Another Grueby Green Welcome tile on eBay … the last one did well and I'm thinking this one will too

Still not not sure if it is the green tile, frame design or both. This one has a little different frame and the tile has more yellow … tried for a weathered sky look.

Today there are 25 watchers with 56 page views … no bids yet.

My bet it will get real exciting in the last minutes. My previous eBay blog auction announcement ended nicely and I found a new buyer and gave a deal to the 3rd bidder … a repeat buyer/collector. That one went to home with 13 of my earlier pieces.

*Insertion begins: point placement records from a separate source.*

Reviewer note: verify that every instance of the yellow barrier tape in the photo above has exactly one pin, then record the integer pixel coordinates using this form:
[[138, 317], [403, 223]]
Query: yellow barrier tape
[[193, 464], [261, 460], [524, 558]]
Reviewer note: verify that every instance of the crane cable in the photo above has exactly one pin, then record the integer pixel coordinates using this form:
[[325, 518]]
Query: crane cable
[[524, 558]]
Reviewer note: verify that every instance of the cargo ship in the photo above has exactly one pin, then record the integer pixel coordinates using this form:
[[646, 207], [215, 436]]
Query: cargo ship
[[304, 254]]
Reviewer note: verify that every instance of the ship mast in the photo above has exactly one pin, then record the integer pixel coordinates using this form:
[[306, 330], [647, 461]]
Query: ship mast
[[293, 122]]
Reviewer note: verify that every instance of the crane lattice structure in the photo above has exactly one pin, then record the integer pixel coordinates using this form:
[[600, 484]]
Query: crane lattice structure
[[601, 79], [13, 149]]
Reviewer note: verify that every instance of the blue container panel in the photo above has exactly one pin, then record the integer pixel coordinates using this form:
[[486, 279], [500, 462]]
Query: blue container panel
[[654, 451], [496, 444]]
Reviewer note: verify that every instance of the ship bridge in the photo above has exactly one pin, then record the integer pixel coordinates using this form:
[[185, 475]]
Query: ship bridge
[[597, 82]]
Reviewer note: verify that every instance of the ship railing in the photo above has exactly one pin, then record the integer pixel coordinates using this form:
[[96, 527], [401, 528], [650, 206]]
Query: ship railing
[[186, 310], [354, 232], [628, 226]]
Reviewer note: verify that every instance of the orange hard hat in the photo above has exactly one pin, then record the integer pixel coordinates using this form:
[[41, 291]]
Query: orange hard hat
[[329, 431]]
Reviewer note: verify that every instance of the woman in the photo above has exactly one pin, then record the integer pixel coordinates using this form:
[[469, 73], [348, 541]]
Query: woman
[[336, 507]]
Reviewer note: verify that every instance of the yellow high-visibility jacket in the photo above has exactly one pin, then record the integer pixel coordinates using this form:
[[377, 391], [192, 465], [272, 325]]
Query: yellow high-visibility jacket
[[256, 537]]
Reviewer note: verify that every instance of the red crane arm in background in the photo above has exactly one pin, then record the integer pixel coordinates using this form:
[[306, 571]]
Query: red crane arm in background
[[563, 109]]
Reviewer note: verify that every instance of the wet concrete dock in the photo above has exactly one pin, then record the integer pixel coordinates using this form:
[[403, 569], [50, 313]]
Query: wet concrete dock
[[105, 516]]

Check it out. EIGHT days to go.

Any comments are appreciated.

Regards
DAN

















http://cgi.ebay.com/ws/eBayISAPI.dll?ViewItem&item=200541706812&ssPageName=STRK:MESELX:IT


----------



## lew (Feb 13, 2008)

Beautiful, Dan!

Love the details on the frame.

Lew


----------



## rdlaurance (Mar 28, 2009)

Though I normally prefer those tiles with a more dramatic contrast, I do like the brighter flavor of this one. More of the sense of a cheery Spring afternoon, an open and inviting feeling paralleling the 'Welcome.'

The dramatic contrast remains with the darker stained oak frame working with the tile. And of course, your design and execution of it is fabulous. The eBay's following a testament to the beauty of the piece itself and the aesthetics of the Arts & Crafts Style in general.

Where do you get all your Grueby tiles?


----------



## LeeJ (Jul 4, 2007)

Very nice, Dan!

Lee


----------



## DanYo (Jun 30, 2007)

Grueby is a brand name and this case the description of the color and tile style. I make the tiles myself… my own designs, molds and labor. keeps me entertained.

auction is bid up to 56 bucks … 90 views and 32 watchers …7 days to go


----------



## DanYo (Jun 30, 2007)




----------



## Grumpy (Nov 9, 2007)

Great colour.


----------



## DanYo (Jun 30, 2007)




----------



## DanYo (Jun 30, 2007)

260 page views

43 watchers

86 bucks

3 hrs as 26 minutes to go


----------